Avoid the risk of electrocution when drilling holes in walls:

  • Use a scanning or sensor device to check for electrical wiring in walls and ceilings.
  • Scanners can also detect timber studs in walls.Scanners are also useful for finding water pipes within walls.

Tool Safety # 6

When replacing saw blades, router bits or drill bits always turn off the power to the tool being used.  As an added precaution remove the power tool’s plug from the wall.

remove power point

The reason for this is to reduce the risk of accidentally knocking the starter switch which in turn activates the blade or bit.  If the tool accidentally turns on, it may cause injury.

Tool Safety # 7

Check your home and work area is fitted with a safety switch or earth leakage breaker at the main meter box to the property.

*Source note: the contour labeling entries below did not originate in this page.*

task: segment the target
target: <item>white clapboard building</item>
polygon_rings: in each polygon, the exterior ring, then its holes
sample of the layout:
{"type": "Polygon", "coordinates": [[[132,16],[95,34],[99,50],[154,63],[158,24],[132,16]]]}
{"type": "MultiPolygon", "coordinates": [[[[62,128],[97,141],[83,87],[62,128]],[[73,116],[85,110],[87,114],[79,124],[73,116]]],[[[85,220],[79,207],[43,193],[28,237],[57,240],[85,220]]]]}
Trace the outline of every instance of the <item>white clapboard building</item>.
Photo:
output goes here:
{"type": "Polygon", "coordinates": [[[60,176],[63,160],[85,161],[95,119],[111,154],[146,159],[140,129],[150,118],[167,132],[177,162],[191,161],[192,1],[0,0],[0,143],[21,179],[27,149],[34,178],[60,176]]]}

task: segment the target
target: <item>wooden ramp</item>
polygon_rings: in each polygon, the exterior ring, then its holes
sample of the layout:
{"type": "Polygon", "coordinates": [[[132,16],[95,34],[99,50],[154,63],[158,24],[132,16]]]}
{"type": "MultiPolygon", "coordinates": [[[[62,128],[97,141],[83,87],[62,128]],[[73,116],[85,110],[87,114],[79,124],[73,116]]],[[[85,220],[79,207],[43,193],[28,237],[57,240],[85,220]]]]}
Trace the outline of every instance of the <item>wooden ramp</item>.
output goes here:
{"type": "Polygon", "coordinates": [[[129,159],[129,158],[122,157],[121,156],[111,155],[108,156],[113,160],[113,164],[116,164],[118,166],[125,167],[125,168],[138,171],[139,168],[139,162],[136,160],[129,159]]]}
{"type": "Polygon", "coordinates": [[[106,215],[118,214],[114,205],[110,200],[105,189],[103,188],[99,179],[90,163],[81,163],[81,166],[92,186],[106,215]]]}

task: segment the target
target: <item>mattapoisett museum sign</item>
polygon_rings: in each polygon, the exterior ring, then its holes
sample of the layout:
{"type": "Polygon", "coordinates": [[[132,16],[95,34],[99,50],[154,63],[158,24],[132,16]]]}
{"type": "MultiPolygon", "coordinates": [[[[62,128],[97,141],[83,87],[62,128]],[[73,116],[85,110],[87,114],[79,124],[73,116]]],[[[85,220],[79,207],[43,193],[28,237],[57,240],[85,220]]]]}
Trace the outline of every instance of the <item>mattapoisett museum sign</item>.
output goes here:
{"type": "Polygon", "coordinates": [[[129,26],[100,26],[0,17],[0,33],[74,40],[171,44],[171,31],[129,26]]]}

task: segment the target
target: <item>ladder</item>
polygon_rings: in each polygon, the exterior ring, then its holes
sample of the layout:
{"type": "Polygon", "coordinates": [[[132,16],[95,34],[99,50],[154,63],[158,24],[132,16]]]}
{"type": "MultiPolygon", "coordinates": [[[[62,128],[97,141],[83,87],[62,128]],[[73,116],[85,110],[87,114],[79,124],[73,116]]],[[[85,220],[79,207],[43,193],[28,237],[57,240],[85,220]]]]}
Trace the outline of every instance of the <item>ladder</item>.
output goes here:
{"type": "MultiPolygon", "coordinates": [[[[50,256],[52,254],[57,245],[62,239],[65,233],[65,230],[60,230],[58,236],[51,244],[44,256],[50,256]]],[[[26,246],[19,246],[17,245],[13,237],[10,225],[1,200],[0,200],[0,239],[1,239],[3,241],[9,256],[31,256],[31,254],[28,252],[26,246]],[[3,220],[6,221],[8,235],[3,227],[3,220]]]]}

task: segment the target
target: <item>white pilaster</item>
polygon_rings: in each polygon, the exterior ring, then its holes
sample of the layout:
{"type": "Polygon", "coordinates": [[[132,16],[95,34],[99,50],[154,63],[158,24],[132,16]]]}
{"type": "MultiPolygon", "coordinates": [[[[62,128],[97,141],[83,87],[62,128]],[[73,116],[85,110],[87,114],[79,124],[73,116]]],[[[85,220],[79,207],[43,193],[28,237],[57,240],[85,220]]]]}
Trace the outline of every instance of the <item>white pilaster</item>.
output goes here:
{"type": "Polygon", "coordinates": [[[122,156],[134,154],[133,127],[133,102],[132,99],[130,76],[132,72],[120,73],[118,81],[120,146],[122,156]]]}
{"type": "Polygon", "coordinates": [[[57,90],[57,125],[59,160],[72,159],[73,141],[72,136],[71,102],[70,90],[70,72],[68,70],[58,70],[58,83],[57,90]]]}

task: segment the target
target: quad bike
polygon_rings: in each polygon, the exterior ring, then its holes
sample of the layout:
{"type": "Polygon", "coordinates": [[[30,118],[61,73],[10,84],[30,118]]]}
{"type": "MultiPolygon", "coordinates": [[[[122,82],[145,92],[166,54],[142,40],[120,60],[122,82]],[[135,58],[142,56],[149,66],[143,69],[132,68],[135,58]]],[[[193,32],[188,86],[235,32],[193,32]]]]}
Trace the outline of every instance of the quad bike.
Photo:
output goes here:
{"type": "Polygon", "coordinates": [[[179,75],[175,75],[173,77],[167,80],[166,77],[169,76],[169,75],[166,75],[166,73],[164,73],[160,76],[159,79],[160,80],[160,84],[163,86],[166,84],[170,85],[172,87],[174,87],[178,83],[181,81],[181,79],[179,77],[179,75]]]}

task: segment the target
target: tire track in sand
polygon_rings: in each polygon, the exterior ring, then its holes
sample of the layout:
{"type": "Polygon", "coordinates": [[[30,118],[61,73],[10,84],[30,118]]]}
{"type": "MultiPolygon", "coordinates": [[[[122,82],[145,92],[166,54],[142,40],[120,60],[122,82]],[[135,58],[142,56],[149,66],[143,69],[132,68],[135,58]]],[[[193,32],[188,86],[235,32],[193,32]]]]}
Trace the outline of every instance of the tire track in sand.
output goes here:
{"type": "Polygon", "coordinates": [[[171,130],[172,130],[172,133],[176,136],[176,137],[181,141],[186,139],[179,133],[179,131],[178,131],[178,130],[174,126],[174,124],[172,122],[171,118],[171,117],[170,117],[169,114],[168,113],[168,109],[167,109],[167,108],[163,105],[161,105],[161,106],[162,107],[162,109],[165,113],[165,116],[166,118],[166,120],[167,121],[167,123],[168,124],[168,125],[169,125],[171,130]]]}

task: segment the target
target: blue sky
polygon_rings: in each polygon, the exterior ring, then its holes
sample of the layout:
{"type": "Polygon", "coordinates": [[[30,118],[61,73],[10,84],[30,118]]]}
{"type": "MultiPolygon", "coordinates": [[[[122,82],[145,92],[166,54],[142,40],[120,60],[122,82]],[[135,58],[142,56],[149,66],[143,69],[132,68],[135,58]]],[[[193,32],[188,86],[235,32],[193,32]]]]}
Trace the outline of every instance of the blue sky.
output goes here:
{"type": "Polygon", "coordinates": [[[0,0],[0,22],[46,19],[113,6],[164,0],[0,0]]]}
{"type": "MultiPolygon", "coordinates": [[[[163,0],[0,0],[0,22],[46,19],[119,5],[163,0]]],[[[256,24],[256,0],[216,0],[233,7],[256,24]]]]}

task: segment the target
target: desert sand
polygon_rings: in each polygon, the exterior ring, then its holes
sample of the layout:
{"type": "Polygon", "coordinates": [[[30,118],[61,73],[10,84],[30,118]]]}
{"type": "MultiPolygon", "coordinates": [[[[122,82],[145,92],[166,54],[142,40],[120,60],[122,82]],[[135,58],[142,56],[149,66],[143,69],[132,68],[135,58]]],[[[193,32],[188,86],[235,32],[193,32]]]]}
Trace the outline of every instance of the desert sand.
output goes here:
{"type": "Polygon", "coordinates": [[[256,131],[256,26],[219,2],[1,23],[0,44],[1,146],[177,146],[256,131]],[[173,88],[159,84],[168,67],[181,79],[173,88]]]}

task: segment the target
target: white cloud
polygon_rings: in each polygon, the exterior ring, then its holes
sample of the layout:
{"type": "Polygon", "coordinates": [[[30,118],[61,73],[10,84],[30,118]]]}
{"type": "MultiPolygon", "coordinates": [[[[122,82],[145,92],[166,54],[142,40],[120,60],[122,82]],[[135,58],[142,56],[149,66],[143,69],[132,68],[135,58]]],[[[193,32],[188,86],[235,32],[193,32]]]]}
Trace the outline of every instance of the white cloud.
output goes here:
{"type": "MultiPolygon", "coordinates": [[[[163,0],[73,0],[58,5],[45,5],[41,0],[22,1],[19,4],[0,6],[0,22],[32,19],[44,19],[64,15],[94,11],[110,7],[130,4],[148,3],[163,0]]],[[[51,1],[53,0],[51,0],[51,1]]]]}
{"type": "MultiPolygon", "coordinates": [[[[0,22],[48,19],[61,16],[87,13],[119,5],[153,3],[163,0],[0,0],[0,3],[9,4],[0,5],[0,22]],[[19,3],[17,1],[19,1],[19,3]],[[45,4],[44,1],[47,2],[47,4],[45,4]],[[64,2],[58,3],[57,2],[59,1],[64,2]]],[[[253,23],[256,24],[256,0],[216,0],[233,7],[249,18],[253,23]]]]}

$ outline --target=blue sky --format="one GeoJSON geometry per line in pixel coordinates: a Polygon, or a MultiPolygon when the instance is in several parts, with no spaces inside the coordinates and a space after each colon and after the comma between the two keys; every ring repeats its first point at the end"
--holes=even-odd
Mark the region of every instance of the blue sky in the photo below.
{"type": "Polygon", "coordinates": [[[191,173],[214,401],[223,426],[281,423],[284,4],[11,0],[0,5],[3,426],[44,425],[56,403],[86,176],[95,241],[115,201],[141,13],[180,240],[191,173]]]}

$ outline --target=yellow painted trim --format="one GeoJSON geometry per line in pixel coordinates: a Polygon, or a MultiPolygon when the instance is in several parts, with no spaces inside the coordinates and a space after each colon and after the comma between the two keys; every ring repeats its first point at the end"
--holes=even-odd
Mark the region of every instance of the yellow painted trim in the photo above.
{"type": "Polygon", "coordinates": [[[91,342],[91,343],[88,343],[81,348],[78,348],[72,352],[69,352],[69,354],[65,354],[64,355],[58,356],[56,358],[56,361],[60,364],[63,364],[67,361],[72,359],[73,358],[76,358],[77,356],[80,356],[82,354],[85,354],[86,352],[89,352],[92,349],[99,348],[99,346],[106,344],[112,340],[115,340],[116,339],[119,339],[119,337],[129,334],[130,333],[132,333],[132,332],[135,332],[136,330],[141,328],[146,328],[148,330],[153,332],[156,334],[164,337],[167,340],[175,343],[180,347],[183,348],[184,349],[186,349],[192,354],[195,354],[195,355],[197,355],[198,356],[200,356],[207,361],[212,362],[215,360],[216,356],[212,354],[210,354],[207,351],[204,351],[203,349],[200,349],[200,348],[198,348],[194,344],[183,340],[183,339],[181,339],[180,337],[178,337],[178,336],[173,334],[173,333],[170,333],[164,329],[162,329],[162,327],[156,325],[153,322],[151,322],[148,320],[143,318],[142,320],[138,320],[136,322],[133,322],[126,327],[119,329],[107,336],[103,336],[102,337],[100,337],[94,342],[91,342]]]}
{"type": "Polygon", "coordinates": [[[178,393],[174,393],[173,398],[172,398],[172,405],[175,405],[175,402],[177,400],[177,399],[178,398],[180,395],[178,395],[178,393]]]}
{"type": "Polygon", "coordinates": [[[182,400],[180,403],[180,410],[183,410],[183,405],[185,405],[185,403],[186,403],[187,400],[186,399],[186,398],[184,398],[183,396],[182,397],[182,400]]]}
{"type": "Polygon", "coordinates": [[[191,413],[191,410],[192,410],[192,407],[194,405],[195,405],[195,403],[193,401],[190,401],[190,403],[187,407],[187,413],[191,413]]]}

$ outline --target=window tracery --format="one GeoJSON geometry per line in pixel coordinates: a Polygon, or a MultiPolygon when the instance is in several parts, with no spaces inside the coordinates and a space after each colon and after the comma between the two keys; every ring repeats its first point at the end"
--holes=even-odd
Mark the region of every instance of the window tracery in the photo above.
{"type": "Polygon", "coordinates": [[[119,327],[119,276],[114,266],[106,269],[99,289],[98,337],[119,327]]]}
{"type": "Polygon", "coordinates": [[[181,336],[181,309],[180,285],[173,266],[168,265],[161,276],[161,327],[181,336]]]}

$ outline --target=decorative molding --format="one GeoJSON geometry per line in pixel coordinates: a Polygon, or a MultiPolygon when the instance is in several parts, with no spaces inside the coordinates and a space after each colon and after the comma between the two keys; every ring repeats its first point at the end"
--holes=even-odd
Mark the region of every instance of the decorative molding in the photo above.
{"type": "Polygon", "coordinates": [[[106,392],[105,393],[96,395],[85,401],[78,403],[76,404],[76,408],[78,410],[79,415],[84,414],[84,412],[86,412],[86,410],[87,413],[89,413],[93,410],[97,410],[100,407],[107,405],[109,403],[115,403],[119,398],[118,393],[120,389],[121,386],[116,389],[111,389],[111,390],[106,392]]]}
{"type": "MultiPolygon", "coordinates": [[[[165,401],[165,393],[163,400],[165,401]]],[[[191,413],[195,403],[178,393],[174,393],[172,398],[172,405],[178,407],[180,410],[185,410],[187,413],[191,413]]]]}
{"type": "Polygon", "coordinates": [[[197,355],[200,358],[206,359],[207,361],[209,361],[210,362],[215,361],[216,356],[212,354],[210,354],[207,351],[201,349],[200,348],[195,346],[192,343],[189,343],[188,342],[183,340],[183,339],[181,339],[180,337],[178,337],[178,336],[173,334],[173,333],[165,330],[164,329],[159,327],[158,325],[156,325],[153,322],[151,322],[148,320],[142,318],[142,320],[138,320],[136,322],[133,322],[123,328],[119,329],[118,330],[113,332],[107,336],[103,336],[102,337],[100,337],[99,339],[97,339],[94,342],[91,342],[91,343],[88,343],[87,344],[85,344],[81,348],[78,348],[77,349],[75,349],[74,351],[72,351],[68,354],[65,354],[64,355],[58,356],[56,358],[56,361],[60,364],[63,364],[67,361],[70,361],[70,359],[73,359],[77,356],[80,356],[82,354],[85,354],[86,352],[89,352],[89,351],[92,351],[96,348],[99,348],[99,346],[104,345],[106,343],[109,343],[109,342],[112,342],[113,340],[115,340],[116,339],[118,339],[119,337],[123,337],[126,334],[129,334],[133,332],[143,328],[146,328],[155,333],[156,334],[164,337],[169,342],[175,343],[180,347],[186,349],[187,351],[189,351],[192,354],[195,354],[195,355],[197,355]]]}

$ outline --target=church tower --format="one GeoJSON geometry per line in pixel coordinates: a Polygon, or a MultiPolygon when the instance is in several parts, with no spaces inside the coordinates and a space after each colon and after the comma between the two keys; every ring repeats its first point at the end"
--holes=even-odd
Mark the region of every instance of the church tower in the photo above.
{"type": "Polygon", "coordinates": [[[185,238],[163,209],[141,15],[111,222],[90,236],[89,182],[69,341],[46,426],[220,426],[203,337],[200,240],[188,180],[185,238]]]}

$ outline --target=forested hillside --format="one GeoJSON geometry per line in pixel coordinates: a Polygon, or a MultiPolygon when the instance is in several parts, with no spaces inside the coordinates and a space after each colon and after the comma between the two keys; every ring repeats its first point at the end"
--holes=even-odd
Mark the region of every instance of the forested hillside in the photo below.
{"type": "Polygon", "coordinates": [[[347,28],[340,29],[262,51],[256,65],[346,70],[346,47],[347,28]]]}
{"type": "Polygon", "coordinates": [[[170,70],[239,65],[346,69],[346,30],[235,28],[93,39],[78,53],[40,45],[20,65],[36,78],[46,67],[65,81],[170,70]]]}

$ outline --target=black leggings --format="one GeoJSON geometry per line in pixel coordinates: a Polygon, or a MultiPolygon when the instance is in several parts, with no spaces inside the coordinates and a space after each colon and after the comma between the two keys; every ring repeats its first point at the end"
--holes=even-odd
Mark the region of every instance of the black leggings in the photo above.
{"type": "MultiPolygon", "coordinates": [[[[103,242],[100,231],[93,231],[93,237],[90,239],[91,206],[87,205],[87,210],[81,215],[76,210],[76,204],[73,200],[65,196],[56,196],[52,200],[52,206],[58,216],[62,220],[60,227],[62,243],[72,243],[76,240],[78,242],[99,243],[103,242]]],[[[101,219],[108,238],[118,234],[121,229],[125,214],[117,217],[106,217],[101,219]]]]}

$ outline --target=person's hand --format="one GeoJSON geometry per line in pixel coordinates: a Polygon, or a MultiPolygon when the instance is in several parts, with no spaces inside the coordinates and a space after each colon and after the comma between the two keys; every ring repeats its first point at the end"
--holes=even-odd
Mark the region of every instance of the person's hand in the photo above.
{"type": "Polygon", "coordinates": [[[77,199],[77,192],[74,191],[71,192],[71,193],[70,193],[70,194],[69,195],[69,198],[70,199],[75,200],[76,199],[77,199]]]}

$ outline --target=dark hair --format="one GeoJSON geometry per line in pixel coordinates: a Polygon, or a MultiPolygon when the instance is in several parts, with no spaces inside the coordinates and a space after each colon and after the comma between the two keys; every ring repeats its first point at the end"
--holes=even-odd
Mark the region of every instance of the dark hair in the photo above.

safety switch, earth leakage breaker

The reason for this is that if a power tool (or electrical appliance) develops a short in its electrical wiring the safety switch is triggered at the main meter box which turns off  the power to the house immediately.     A safety switch therefore reduces the risk of anyone in the home receiving an electrical shock.

I have had both an electric drill and kettle develop electrical shorts, so having a safety switch is essential in every home.

If you are not sure whether your home is fitted with a safety switch, ask your local licensed electrician to check and install one.

Tool Safety # 8

Use one extension lead instead of multiple leads connected to multiple tools.

The reason for this is the more electrical cords lying on the floor the easier it is to trip over one of them.

If using just one extension lead, then you know which power tool is being used at any given time.  In an emergency it is much quicker to turn off one power point instead of multiple.